When I was five, my kindergarten teacher sent me home with a note on my report card that said I talked too much. When I was fifteen, a teacher wrote on a progress report that I was “reticent.” As an adult I find myself somewhere between those extremes.
I live with my husband, Stephen, in East Nashville, Tennessee, a neighborhood the New York Times has called “a hub for [the city’s] culturally savvy.” What this means is that it’s the sort of place where you’re likely to see some serious Sally Jessy glasses, skinny co-eds trying to wear leggings as pants, and shaggy-haired dads with a toddler in one arm, a pink wet bag in the other, and full-sleeve tattoos on both—frequently in a location offering “artisanal/housemade/local” something-or-other. (It’s like Portlandia’s laid-back Southern cousin.)
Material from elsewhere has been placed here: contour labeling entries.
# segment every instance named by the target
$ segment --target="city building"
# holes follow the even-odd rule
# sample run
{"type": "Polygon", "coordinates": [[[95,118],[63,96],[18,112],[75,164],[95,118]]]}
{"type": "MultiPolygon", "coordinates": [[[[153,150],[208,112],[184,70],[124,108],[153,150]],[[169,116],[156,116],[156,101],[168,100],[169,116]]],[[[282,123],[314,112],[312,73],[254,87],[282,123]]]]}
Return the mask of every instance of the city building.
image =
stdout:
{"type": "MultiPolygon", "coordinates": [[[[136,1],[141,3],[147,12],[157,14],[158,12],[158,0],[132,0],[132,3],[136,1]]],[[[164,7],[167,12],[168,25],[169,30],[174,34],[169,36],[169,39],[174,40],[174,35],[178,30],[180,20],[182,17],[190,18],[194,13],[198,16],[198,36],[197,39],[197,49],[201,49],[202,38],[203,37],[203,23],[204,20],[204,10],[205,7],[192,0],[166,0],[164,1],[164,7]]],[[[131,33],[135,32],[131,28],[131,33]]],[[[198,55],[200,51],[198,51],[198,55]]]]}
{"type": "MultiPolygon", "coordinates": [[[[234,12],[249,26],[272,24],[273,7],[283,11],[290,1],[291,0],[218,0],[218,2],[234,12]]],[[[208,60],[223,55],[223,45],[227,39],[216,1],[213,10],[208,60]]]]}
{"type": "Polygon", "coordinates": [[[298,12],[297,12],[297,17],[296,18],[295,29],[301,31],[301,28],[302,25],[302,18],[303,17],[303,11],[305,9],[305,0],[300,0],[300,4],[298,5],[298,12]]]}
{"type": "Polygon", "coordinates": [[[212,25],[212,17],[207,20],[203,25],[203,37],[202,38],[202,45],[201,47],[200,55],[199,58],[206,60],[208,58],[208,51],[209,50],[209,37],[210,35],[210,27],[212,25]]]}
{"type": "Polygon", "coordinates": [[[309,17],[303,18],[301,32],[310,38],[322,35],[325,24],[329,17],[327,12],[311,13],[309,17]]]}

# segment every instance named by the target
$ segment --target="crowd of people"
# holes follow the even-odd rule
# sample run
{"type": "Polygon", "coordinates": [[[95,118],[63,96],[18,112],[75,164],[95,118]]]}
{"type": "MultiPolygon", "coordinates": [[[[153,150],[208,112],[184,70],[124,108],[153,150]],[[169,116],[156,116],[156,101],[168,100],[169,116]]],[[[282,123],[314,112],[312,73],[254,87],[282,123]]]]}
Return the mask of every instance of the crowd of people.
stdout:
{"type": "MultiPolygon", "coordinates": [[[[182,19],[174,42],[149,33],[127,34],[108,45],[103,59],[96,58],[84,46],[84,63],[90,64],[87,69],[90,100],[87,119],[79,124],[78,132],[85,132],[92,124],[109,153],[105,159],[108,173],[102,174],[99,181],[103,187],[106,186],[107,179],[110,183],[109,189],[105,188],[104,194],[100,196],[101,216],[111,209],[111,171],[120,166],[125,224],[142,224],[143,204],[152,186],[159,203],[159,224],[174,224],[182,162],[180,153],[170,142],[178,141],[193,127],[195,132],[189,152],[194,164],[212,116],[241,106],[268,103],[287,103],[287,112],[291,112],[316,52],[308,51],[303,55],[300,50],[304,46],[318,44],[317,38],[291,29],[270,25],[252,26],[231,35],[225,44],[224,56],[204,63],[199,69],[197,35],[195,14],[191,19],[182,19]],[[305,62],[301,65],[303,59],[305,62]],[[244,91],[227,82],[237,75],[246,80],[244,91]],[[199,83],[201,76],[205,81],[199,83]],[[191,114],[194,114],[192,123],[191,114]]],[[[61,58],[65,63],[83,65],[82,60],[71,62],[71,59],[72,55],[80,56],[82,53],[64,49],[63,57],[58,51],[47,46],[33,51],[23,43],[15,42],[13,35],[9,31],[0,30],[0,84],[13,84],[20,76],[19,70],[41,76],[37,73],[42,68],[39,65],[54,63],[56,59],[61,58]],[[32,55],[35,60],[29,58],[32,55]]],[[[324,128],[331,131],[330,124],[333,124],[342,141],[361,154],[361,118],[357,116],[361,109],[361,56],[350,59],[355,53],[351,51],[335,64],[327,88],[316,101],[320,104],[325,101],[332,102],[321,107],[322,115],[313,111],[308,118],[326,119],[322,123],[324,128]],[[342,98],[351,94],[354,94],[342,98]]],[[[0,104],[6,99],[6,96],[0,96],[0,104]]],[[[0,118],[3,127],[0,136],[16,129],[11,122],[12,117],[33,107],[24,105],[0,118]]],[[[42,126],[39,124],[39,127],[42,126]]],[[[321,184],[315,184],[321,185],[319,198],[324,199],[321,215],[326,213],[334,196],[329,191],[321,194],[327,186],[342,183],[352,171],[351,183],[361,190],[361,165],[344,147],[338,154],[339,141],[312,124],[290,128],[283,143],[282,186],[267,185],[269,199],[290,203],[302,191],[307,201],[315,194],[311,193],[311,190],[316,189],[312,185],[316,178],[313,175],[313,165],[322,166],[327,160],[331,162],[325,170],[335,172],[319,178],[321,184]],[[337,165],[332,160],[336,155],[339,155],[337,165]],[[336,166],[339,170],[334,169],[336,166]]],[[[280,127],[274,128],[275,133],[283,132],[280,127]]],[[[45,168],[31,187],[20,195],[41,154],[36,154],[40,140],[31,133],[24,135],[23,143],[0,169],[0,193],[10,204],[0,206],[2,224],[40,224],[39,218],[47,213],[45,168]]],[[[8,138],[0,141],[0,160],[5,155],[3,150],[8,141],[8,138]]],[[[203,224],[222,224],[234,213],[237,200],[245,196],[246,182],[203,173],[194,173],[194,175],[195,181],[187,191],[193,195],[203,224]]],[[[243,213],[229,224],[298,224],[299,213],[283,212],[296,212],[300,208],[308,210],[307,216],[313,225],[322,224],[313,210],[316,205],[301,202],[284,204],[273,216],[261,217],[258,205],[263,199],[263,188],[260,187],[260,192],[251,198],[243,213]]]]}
I spent the first three years of college majoring in computer science while taking as many philosophy and creative writing classes as I could cram into my schedule without requesting an overload. Then I joined the student newspaper staff, met the man who would become my husband, and changed my major. I now hold a bachelor’s degree in communications and an MBA.
I worked in marketing for nearly a decade, most recently managing digital marketing efforts for a large regional not-for-profit organization. I am currently on a six-month career sabbatical at the Nashville Software School, deep-diving into the craft of software development.
My hobbies, besides signing up for 5Ks and daydreaming about fish pose during sun salutations, include reading far too much, keeping (and plowing through) very long to-do lists, building playlists for whichever fiction project I have in progress at the moment, and obsessively checking weather reports in the spring and summer.